En un escenario político que todos esperábamos más serio y mesurado, la figura presidencial de Javier Milei pareciera estar resignificando, y no para bien, la idea misma de gobernabilidad y solemnidad institucional.
La reciente elección de Milei como presidente vio también renacer un fenómeno que, más allá de su peso político, supone una preocupante degradación del rol presidencial y, por ende, de las instituciones argentinas.
No es raro ahora ver más tiempo en streaming, especialmente en el programa de Alejandro Fantino, donde se extiende por horas enteras hablando de coyuntura desde su particular mirada libertaria. Hasta ahí, podría pensarse que se trata de un presidente que busca acercarse a una audiencia joven y digital. Pero lo que preocupa no es sólo la duración de sus intervenciones, sino el contexto y el contenido: entre charlas serias se cuelan juegos y actos que rozan la comedia, como cuando le acercan muñecos para «hacer ventrículos» o participar en bromas que parecen más de un show de entretenimiento que de un mandatario en ejercicio.

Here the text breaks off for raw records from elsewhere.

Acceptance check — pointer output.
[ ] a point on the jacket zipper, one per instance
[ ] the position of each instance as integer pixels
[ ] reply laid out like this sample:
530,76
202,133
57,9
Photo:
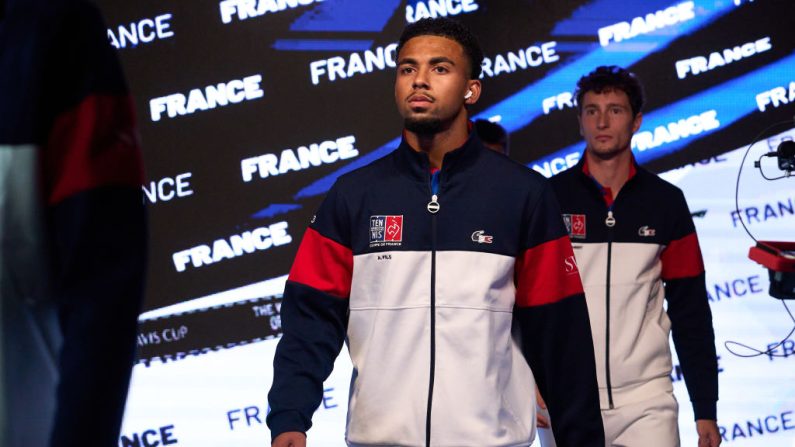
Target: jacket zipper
433,208
610,222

Estos gestos y actitudes contribuyen a una imagen presidencial desdibujada, que más que fortalece el respeto institucional, lo pone en jaque. Mientras tanto, la gestión oficial se muestra dispersa: las provincias apenas reciben la atención presidencial, y el diálogo con los gobernadores recae casi exclusivamente en figuras como Guillermo Francos, dejando a Milei cómodo en la burbuja mediática en lugar de en las oficinas de gobierno y las provincias.

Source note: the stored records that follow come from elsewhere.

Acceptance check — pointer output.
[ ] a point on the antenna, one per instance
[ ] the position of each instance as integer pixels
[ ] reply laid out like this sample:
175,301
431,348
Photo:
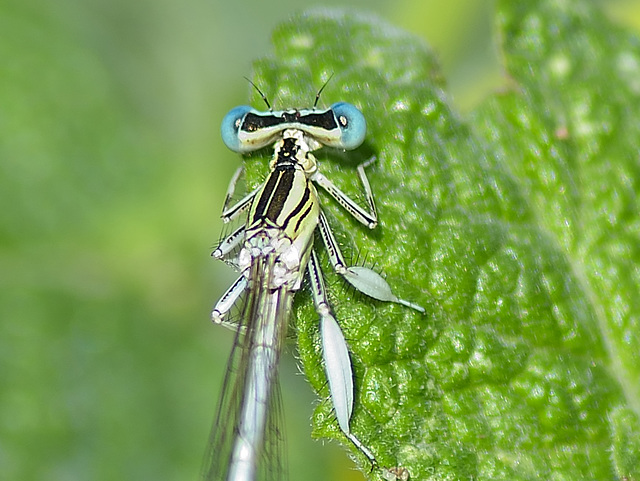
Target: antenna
264,97
320,91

Por otro lado, el presidente parece más interesado en viajar por países donde recibe premios que, bien calificados entre risas irónicas, algunos denominan “falopas” por la dudosa relevancia o impacto para la Argentina. Esto no solo reafirma una desconexión con las prioridades nacionales, sino que también refleja un culto excesivo a la figura de influencer más que a la de mandatario responsable.
Esta combinación de espectáculo mediático y ausencia efectiva en la gestión pone en riesgo la confianza ciudadana en las instituciones y en la Presidencia. Un presidente debe ser un símbolo de estabilidad y respeto, no un showman que participe en actos que le restan gravedad. La democracia argentina merece más que eso: merece instituciones fuertes, diálogo franco y compromiso real con el país.
En definitiva, lo que vemos con Milei es una degradación del estatus presidencial que podría marcar un precedente peligroso para el futuro institucional argentino, si no se revierte a tiempo.